Local agentic workflows are getting crazy good

New open models provide amazing value for local inference

By Toni Sagrista Selles

4 minute read

Building on the previous post about how good current open TTS models are, this post focuses on local LLMs, and their explosion in quality in the recent years months. I have been using OpenRouter with, for the most part, DeepSeek v4 Flash. It is a very capable model, dirt-cheap (seems to be heavily subsidized, at $0.14/M tokens input and $0.28/M tokens output), and it works very well when it is free to browse the internet. I have also been tinkering with local models like the Qwen3.5 family, Gemma 3/4, Mistral, and more. They are good, I haven’t been able to use the versions that can run reasonably on consumer hardware for anything too productive. That is until now. The brand new Qwen3.6 models, particularly the 27B dense, and the 35B A3B MoE, have really impressed the community. They are trivial to run on common setups (e.g. 16GB RTX card, ~32-64GB RAM), and when boosted with agentic capabilities, they perform very well.

My use case is quite modest. I typically use LLMs for research. I explain the problem and propose a couple of solutions, and ask for feedback. When I’m new to a topic, I like to get a bird’s eye view type of summary first, and then I ask for further explanation and deeper insight on certain areas that interest me. If possible, I add the sources that may help it gain more knowledge on the subject. Sometimes, I ask it to proofread my writings, but I tend to restrict it to fixing grammatical and spelling errors, with the occasional wording suggestion. I think writing is valuable and useful, as it helps with structuring my thoughts and organizing my ideas. That’s why I frown upon AI-generated blog posts. Additionally, I don’t like the overly verbose and structured texts it generates. I don’t do much AI-assisted coding. Sometimes, I may ask it to generate the odd Python script to solve a specific task that would otherwise get tedious.

My setup is like this: For casual questions and general chatting, I use OpenRouter chat for remote models and LM Studio for local models. Usually, I run the models on a gaming laptop (RTX 5080 16GB, 32GB RAM) and serve them to my machine via LM Link. For researching and more complicated workflows, I use the Hermes Agent. It is open source (MIT), fully-featured, self-improving (learns between sessions!), and offers everything I need with minimal configuration. It works very, very well. I connect it to either DeepSeek V4 Flash via OpenRouter, or to my local LM Studio, which is tethered to the inference machine via LM Link.
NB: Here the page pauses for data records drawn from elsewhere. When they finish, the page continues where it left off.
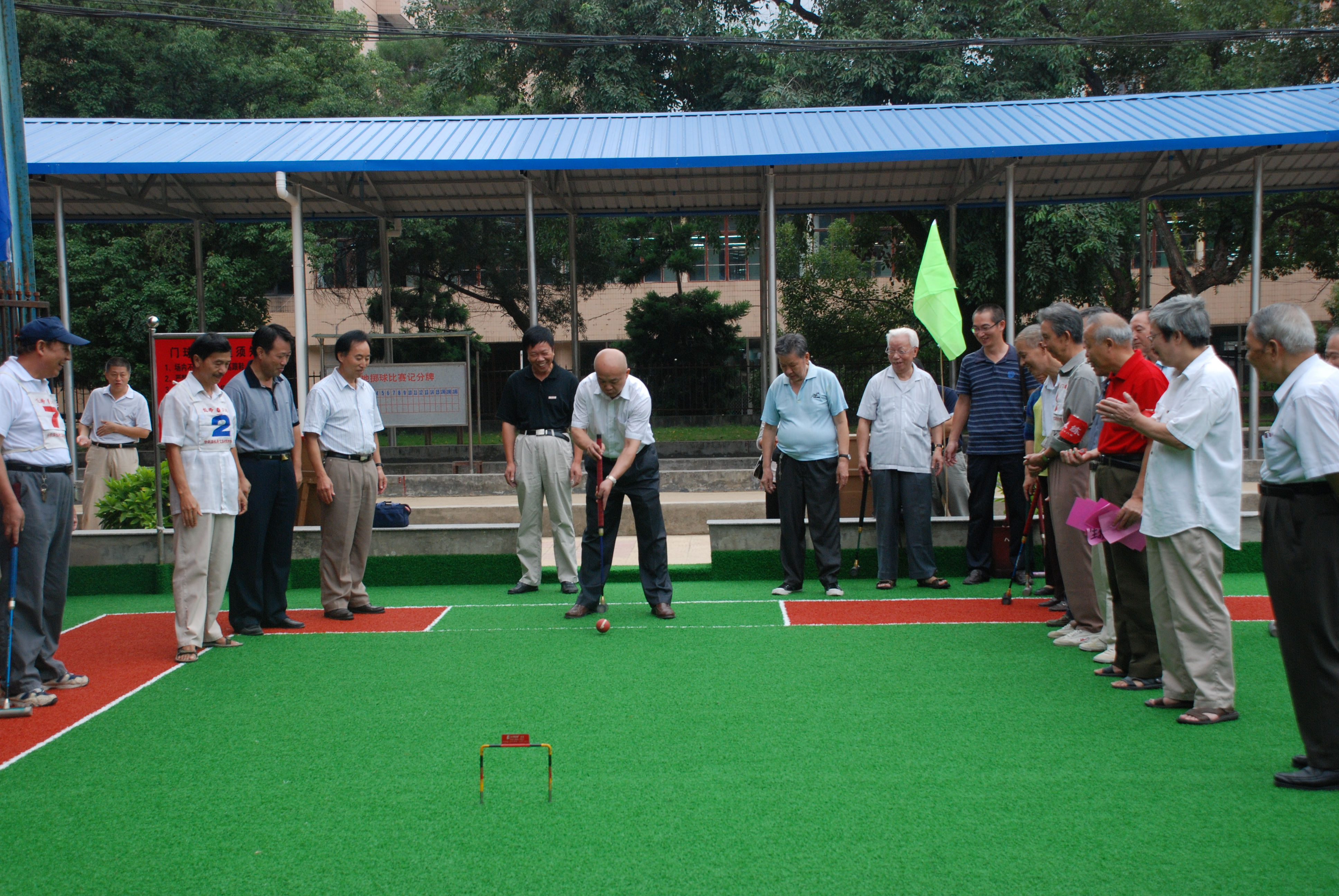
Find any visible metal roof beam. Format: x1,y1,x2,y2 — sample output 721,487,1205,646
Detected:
29,174,214,224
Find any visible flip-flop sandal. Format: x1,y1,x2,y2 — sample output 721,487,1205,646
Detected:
1111,675,1162,691
1177,706,1241,725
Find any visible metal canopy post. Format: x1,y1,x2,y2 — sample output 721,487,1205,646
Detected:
190,218,209,334
766,166,777,386
522,171,539,327
1248,155,1264,461
1004,165,1014,346
56,186,79,482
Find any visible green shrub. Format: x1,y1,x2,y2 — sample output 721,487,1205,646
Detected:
98,461,172,529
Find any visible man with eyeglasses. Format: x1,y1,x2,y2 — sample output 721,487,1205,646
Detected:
944,305,1038,585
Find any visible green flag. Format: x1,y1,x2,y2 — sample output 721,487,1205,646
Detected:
912,221,967,360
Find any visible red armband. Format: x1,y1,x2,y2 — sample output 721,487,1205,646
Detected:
1056,414,1089,445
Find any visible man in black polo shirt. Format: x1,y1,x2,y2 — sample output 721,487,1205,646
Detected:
498,327,581,595
944,305,1038,585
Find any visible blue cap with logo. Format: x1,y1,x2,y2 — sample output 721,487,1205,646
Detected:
19,317,89,346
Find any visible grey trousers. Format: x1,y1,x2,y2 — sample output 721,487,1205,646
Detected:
870,470,935,581
321,457,376,609
1260,494,1339,769
516,435,577,585
777,455,841,591
1147,528,1237,710
0,470,75,695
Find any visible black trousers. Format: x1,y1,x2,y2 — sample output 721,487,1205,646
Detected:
1260,494,1339,770
777,457,841,591
228,458,297,628
577,443,674,607
967,451,1027,573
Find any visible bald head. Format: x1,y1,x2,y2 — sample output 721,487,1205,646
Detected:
594,348,628,398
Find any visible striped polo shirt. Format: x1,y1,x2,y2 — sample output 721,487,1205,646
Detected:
955,346,1039,454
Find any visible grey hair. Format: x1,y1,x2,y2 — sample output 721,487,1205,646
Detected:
1036,301,1083,343
1247,303,1316,355
1084,311,1134,346
777,334,809,357
1149,295,1212,348
888,327,920,348
1014,324,1042,348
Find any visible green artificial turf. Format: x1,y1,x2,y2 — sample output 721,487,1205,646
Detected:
10,575,1339,896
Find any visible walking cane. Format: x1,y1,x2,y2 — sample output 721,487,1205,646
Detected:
594,435,609,613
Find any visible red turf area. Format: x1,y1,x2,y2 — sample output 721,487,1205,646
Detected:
0,607,447,769
782,596,1273,625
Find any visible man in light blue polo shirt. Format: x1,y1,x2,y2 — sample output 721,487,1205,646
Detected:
762,334,850,597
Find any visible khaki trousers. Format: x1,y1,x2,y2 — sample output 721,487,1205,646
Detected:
79,445,139,529
1147,529,1237,709
516,435,577,585
321,457,376,609
1046,458,1102,632
172,513,237,647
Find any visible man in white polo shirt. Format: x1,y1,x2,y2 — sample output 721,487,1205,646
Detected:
1098,296,1241,725
856,327,952,591
303,329,386,622
75,357,153,529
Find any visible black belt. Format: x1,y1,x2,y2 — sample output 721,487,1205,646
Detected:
1097,454,1144,473
4,461,70,475
1260,482,1334,498
325,451,372,464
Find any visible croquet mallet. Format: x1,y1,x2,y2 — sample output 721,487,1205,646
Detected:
594,435,609,613
0,545,32,719
1000,484,1042,604
850,458,873,579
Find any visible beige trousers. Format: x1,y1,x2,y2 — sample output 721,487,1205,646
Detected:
171,514,237,647
321,457,376,609
516,435,577,585
79,445,139,529
1147,529,1237,709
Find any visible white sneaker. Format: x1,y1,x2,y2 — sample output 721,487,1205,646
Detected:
1051,628,1097,647
1079,632,1106,654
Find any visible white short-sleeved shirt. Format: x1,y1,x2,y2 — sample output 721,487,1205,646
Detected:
572,374,656,457
158,374,238,516
1139,347,1241,550
303,370,386,454
79,386,153,445
856,366,952,473
1260,355,1339,485
0,355,70,466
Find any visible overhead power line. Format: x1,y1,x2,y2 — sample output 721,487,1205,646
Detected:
15,0,1339,52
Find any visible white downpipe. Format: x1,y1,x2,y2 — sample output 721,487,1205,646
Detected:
275,171,307,419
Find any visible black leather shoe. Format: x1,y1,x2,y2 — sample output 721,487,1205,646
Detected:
1273,766,1339,790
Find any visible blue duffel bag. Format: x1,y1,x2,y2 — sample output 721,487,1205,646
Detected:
372,501,410,529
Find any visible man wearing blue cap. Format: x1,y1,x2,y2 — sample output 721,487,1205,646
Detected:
0,317,89,706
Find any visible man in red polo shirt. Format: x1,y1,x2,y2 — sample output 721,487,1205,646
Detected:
1063,314,1167,691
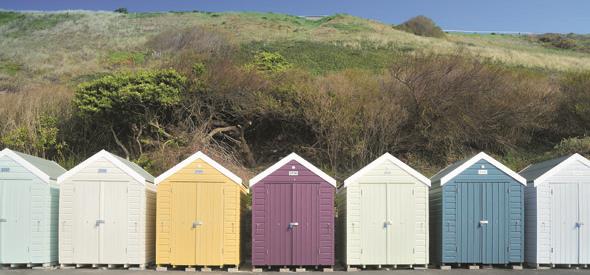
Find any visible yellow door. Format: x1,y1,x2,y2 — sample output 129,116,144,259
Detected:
196,182,224,266
170,182,198,265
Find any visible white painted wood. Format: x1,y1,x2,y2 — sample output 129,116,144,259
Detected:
74,181,100,264
59,153,155,265
340,155,429,265
551,183,578,264
360,183,392,265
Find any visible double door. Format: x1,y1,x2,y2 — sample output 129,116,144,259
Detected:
360,183,416,265
456,182,508,264
171,182,227,265
73,181,128,264
0,180,31,263
266,183,324,266
551,183,590,264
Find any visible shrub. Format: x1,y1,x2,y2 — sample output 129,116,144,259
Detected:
74,70,186,158
397,15,445,38
247,51,293,73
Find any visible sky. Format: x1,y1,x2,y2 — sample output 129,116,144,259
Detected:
0,0,590,34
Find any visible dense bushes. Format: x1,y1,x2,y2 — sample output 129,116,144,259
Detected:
397,15,445,38
0,25,590,179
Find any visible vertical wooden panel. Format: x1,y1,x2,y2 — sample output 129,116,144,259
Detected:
98,181,129,264
195,182,224,265
360,183,386,265
73,181,100,264
170,182,197,265
267,184,293,265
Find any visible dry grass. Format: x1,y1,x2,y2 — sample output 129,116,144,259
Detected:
0,11,590,88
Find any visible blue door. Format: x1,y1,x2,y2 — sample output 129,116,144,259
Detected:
455,182,508,264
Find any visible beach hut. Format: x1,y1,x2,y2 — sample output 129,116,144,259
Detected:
57,150,156,268
156,152,247,267
430,152,526,267
336,153,430,267
250,153,336,267
0,149,66,266
520,154,590,266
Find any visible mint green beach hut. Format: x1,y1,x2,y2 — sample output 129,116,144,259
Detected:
0,149,66,266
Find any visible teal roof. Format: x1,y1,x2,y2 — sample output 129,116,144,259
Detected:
12,151,66,180
111,154,155,183
430,156,473,182
519,155,572,182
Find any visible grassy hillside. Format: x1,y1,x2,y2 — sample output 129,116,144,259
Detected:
0,12,590,88
0,11,590,178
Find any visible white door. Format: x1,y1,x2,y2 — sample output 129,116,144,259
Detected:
360,183,388,264
99,181,128,264
578,183,590,264
0,180,31,264
551,183,578,264
73,181,100,264
387,184,416,264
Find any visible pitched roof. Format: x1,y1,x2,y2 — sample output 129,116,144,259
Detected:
431,152,526,185
249,153,336,187
0,148,66,182
57,150,154,187
520,153,590,186
156,151,243,187
344,153,430,187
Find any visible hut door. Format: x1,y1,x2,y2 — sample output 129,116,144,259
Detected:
578,183,590,264
195,182,224,265
360,183,391,265
170,182,197,265
266,183,294,265
0,180,31,263
72,181,100,264
456,182,489,263
479,182,519,264
288,183,322,265
386,184,416,264
96,181,130,264
551,183,579,264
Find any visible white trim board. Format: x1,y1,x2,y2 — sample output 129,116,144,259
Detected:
249,153,336,187
344,153,430,187
533,153,590,187
0,148,51,183
57,150,151,185
155,151,243,187
440,152,526,186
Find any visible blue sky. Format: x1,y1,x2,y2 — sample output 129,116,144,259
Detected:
0,0,590,33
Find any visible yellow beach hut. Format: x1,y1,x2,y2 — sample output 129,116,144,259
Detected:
156,152,248,269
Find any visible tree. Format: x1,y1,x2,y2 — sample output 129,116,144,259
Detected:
74,70,186,158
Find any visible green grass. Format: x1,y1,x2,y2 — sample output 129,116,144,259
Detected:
0,61,22,76
0,11,26,26
241,41,396,74
107,51,146,65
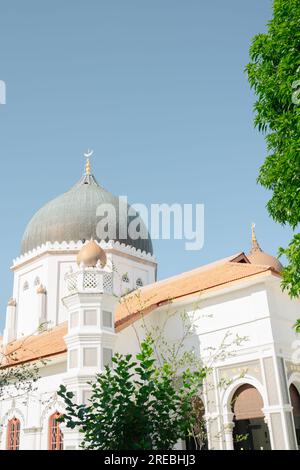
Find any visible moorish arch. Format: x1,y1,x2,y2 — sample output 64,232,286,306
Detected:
1,406,25,450
223,375,271,450
185,396,208,450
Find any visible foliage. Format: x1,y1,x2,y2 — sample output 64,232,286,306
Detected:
0,345,39,400
58,335,207,450
246,0,300,304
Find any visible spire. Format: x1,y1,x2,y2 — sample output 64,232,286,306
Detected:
84,150,94,176
250,223,262,253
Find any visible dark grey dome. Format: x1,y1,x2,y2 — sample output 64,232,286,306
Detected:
22,175,153,254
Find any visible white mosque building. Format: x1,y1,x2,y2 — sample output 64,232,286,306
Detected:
0,156,300,450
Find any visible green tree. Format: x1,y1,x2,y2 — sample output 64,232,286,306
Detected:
58,335,207,450
246,0,300,304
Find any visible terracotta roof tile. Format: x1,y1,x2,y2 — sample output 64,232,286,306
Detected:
115,260,272,331
2,253,278,367
1,322,68,367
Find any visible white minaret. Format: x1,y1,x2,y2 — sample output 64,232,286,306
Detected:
63,240,118,449
3,299,17,344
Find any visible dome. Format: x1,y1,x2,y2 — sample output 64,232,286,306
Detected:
247,224,283,272
77,240,107,268
21,173,153,254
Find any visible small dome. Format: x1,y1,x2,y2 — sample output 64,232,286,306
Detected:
247,224,283,273
36,284,47,294
77,240,107,268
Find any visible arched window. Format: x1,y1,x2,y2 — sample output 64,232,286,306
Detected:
231,384,271,450
290,384,300,449
48,411,64,450
122,273,129,284
6,417,20,450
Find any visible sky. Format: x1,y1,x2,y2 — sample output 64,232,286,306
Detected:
0,0,291,330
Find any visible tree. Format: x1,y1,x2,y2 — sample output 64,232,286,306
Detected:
0,339,41,400
58,335,207,450
246,0,300,297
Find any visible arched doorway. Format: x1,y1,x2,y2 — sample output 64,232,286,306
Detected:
290,384,300,449
186,397,208,450
48,411,64,450
231,384,271,450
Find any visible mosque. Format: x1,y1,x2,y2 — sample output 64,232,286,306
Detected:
0,153,300,450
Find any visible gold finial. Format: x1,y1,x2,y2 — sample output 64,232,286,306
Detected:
251,222,257,245
84,150,94,175
251,222,261,251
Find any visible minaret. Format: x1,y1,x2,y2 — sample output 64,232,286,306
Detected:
3,298,17,344
63,240,118,448
250,223,262,254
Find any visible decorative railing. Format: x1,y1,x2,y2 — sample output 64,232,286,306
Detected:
66,268,113,294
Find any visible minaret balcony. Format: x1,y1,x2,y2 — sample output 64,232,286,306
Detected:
66,267,113,295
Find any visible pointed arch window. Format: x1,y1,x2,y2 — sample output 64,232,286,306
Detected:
48,411,64,450
6,417,21,450
23,281,29,290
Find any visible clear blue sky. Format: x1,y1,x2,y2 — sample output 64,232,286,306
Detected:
0,0,290,327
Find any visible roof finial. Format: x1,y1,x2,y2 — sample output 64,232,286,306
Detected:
251,222,261,251
84,150,94,176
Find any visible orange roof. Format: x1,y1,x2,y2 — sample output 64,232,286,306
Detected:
2,322,68,367
115,253,274,331
2,253,277,367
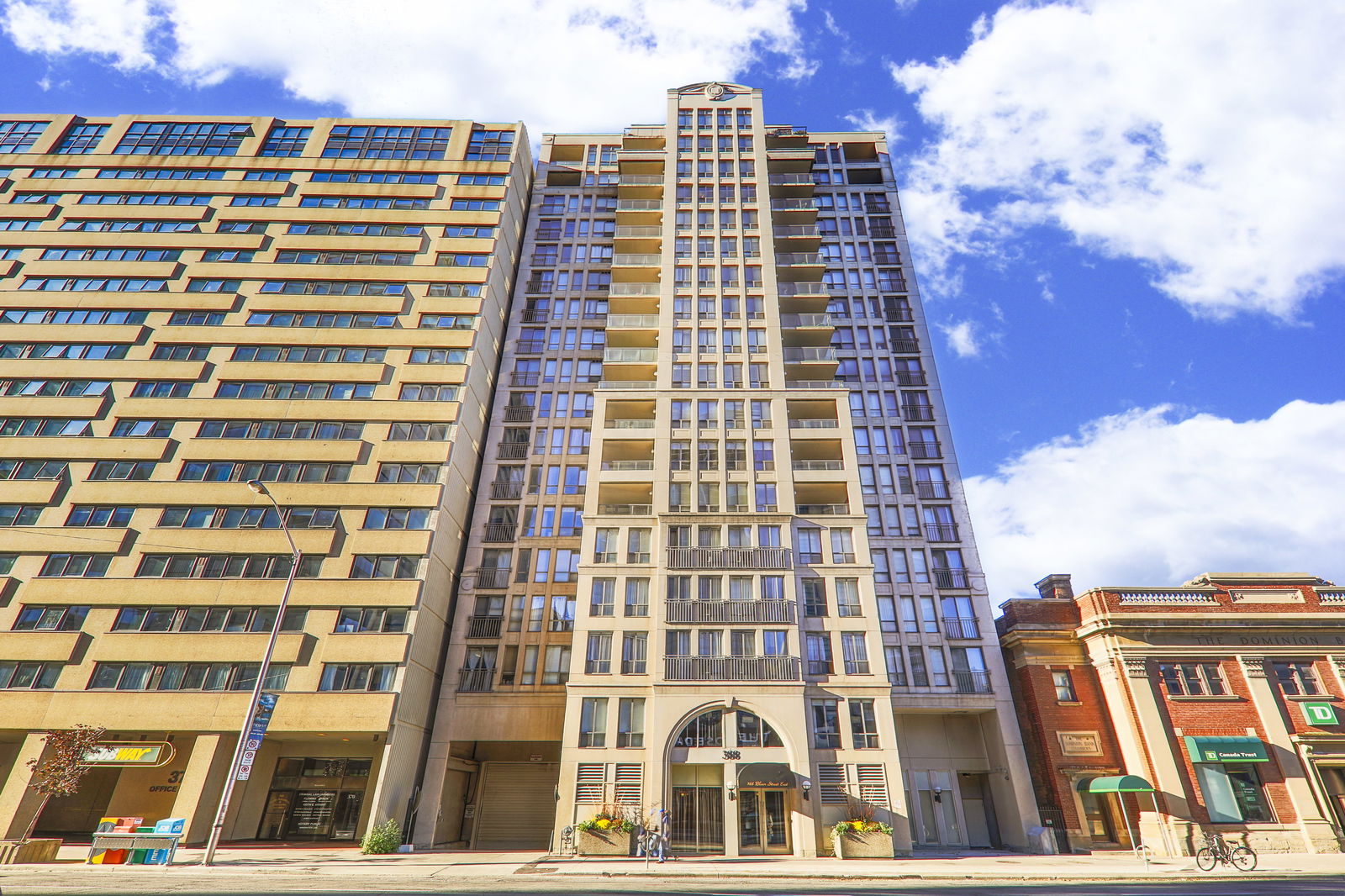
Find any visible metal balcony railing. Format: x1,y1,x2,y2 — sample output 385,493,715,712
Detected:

The Qwen3.6 27B and 35B A3B models, released in April 2026, have made strides in the community. They are extremely capable for their small size. They don’t have a ton of knowledge on all domains like the near-trillion-parameter frontier models, but when paired with the right toolset, they get very close. They don’t fit in most GPUs, but they can be partially offloaded. The MoE model in particular, with only 3B parameters active during inference, is very fast. I get ~35-40 tok/s with the 35B A3B MoE model, and about 4.5 tok/s with the 27B dense model. The dense model is borderline unusable, so I almost always rely on the MoE model. I offload 19 layers to the GPU (~12.5 GB out of a total of 26.63 GB), and use the maximum context size of ~262K tokens. This is plenty for agent sessions and works very well. The model is able to plan and execute actions very efficiently. It tends to overthink a lot, but this is an acceptable trade-off given the output quality. On OpenRouter, this exact same model is more expensive than DeepSeek V4 Flash, at $0.15/$1 per million tokens input/output. Being able to run such a model locally feels like a superpower.

So, now the question is obvious. Will local LLM get good enough in the future to replace frontier models? I’d argue that it depends on the task. Frontier models have a vast amount of knowledge and are able to one-shot many complex problems successfully. They will continue to be more suited for bleeding-edge research for the years to come. But they are also very expensive, very taxing on the environment, and the primary reason for the sky-high current hardware prices. There is certainly a case to be made for local and more economic small models.For day-to-day agentic workflow, I think open models are very close already. I would bet that in the next 2 years they will get on pair for most everyday tasks. Is this prediction grounded on reality, or just wishful thinking? I’d like to think the former. In any case, I’ll be here, watching, tinkering.